И никто уже не заглядывает в его творения, оглашенные подобными стихами. Уши немцев уживчивее. Вообще иностранцу можно, как наблюдателю, говорить о словесности чуждого народа, но никогда не должно позволять себе излагать о ней судейские приговоры. В рассмотрении тяжбы подсудимого должно держаться уложения, которому он подлежит, а нельзя со своими законами идти на управу в чужую землю.
* * *Если не признавать цены отделки, вкуса, свойственного такому-то народу и такому-то веку, как постигнуть уважение древности к Анакреону? О нашем уважении уже не говорю: оно суеверие и присвоено нами по преданию. Переводить сухой прозой Анакреона – то же, что переложить на русские слова каламбуры маркиза Биевра; а Гораций все еще жив во французском переводе, как ни душит его прозаик Баттё.
* * *В той же комнате Английской гостиницы варшавской, в коей Наполеон после бедственного русского похода давал свою достопамятную аудиенцию Прадту и некоторым полякам, был положен, спустя несколько месяцев, труп Моро, во время перевоза бренных останков его в Петербург. У судьбы много таких драматических выходок.
* * *Одно из любимых чтений Кострова было роман Вертер. Когда он бывал навеселе, заставлял себе читать его и заливался слезами. Однажды в подобном положении, после чтения продиктовал он любовное письмо, во вкусе Вертера, к прежней своей возлюбленной. Жаль, что не сохранился сей любопытный памятник переводчика Илиады.
Костров не любил стихов Петрова: за чашею или после чаши всегда слушал их с удовольствием. Он был истинный чудак, и знавшие его коротко рассказывают о нем много забавных странностей. Бывало, входит он в комнату приятелей своих в шляпе трехугольной, снимет для поклона и снова наденет на глаза, сядет в угол и молчит. Только когда услышит от разговаривающих речь любопытную или забавную, то приподнимет шляпу, взглянет на говоруна и опять ее насунет.
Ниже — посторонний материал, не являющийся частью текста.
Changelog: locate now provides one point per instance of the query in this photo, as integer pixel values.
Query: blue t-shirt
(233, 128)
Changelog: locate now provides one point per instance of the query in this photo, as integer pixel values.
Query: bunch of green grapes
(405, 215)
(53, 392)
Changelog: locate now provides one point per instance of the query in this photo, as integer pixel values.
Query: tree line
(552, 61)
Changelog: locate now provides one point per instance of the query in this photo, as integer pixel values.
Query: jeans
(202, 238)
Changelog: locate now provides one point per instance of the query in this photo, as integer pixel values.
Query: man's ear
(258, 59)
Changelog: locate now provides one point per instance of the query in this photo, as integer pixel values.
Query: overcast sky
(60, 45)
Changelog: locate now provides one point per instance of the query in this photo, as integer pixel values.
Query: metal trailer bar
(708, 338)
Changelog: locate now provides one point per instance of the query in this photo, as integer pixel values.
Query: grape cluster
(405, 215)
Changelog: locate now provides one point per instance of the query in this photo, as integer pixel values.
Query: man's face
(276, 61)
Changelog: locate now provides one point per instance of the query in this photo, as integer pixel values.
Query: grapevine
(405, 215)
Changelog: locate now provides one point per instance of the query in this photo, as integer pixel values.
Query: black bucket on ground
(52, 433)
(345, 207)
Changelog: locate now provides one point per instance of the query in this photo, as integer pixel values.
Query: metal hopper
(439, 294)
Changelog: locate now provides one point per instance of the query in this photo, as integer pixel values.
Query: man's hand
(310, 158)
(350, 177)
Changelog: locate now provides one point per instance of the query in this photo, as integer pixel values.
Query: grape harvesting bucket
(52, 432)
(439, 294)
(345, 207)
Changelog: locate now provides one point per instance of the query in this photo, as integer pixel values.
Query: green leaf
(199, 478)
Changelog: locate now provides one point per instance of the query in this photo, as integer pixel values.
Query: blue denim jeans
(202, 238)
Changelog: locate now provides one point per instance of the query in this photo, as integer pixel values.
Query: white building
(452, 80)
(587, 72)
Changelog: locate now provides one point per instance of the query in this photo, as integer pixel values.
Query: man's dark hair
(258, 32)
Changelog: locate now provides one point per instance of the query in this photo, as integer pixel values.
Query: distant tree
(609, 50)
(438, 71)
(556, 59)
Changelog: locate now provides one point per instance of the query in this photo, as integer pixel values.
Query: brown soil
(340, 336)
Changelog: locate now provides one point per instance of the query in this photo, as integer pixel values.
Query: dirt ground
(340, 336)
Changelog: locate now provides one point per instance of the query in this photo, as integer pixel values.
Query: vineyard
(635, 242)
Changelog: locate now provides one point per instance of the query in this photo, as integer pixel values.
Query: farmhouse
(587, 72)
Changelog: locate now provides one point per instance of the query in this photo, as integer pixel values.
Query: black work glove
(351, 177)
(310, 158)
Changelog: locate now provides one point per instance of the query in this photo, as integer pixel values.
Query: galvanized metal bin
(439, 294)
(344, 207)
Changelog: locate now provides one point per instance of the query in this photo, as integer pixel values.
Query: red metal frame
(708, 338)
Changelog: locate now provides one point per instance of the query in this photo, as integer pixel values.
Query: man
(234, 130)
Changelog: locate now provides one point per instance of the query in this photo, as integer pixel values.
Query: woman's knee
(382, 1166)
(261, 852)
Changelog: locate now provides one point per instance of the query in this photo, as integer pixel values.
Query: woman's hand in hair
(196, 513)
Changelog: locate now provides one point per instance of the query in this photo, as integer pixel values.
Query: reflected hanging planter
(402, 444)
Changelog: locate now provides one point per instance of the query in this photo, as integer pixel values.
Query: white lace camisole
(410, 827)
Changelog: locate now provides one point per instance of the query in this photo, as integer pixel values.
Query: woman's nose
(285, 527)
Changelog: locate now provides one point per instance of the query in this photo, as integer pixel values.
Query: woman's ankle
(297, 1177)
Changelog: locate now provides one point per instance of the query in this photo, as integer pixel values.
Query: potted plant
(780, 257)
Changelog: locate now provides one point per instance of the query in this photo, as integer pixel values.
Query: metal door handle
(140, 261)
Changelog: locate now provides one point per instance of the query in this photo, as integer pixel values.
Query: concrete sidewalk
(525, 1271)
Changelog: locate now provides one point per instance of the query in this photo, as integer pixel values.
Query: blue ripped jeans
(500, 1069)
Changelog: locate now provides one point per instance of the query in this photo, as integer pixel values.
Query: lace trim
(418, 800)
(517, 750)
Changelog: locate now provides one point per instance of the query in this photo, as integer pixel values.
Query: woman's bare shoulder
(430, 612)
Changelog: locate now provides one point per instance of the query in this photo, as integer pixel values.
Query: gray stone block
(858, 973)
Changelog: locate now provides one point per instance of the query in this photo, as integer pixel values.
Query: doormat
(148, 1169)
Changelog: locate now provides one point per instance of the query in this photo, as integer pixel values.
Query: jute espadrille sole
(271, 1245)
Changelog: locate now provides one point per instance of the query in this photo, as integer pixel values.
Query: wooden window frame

Он так был нравами непорочен, что в доме Шувалова отведена была ему комната возле девичьей. Однажды входит к нему Дмитриев и застает его на креслах перед столом, на коем лежит греческий Гомер, в пергаменте, возле Кострова горничная девушка, а он сшивает разные лоскутки. «Что это вы делаете, Ермил Иванович?» – «А вот девчата понадовали мне лоскутья, так сшиваю их, чтобы не пропали». Добродушие его было пленительное.
Его вывели на сцену в одной комедии, кажется, ныне покоющейся на обширном кладбище нашего Российского Феатра, и он любил заставлять при себе читать явления, в коих представлен он был в смешном виде. «Ах! Он пострел, – говаривал он об авторе, – да я в нем и не подозревал такого ума. Как он славно потрафил меня!»
Карамзин встретился с ним в книжной лавке, за несколько дней до кончины его. Он был измучен лихорадкой. «Что это с вами сделалось?» – спросил его Карамзин. «Да вот какая беда, – отвечал он, – всегда употреблял горячее, а умираю от холодного».